The extent of the decay at Wachovia relating to its mortgage-related exposures did not begin to become apparent until September 2008, just months after the last Offering, when the U.S. Government was forced to take immediate action to prevent Wachovia's imminent collapse. On September 28, 2008, the Government brokered a deal in which Wachovia agreed to sell its banking operations to Citigroup for a mere $1 per share, with the Federal Deposit Insurance Corporation ("FDIC") agreeing to indemnify Citigroup for any loan losses exceeding $42 billion. Days later, on October 2, 2008 - in the wake of a new Internal Revenue Service rule that would allow financial institutions to recognize accelerated tax benefits on certain financial losses - Wells Fargo announced that it would acquire Wachovia for $7 per share, but that it expected to incur staggering losses of more than $30 billion on the Pick-A-Pay portfolio (and ultimately disclosed that $59.8 billion - or more than half - of the Pick-A-Pay portfolio was credit-impaired). Shortly thereafter, Wachovia announced a devastating loss of $23.88 billion - one of the largest quarterly losses ever reported by a U.S. company.
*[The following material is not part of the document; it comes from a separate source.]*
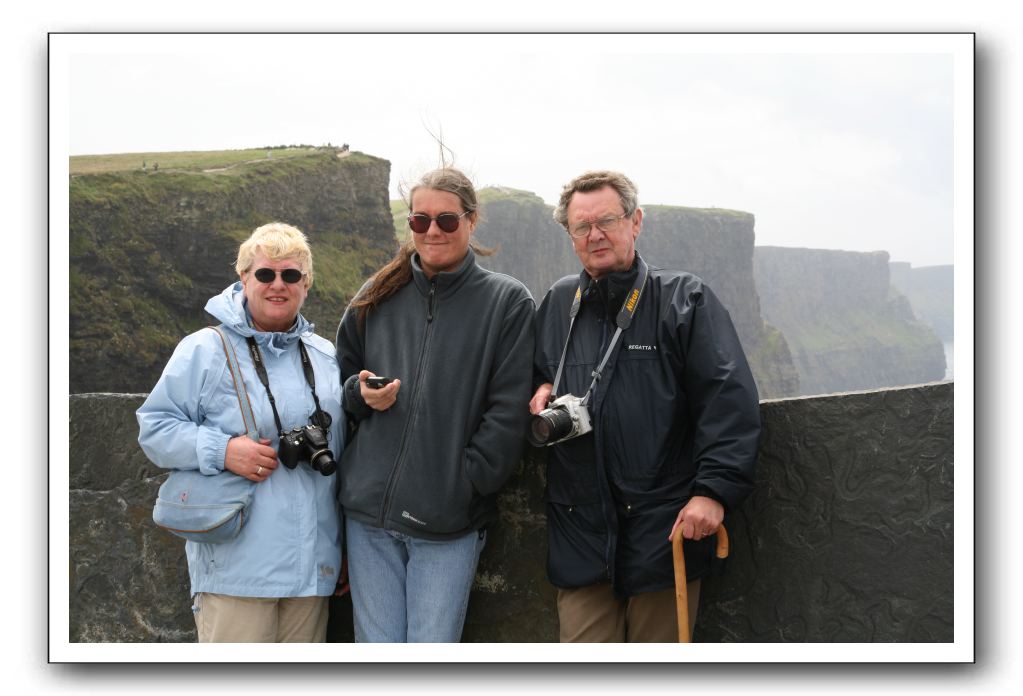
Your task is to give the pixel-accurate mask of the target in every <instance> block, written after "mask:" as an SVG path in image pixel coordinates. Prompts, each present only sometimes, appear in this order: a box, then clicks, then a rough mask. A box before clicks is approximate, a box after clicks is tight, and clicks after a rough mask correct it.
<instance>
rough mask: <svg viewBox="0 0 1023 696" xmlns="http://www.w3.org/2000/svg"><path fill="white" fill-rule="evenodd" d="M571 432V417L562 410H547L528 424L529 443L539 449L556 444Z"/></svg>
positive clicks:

On March 31, 2011, the court issued an Opinion and Order (the "Opinion") substantially denying Defendants' motions to dismiss.  The court sustained Lead Plaintiffs' claims against all Defendants but limited the securities upon which Lead Plaintiffs may pursue claims to those which a named plaintiff purchased.  However, the court dismissed with prejudice for failing to state a claim separate actions brought by different plaintiffs and law firms on behalf of Wachovia common stock purchasers and certain opt-out plaintiffs.

After the denial of the motions to dismiss, Lead Plaintiffs engaged in extensive mediation with the Wachovia Defendants and KPMG, which culminated in the settlement.  Substantial confirmatory discovery then took place, including the review of millions of pages of documents and interviews with key Wachovia, Wells Fargo and KPMG personnel.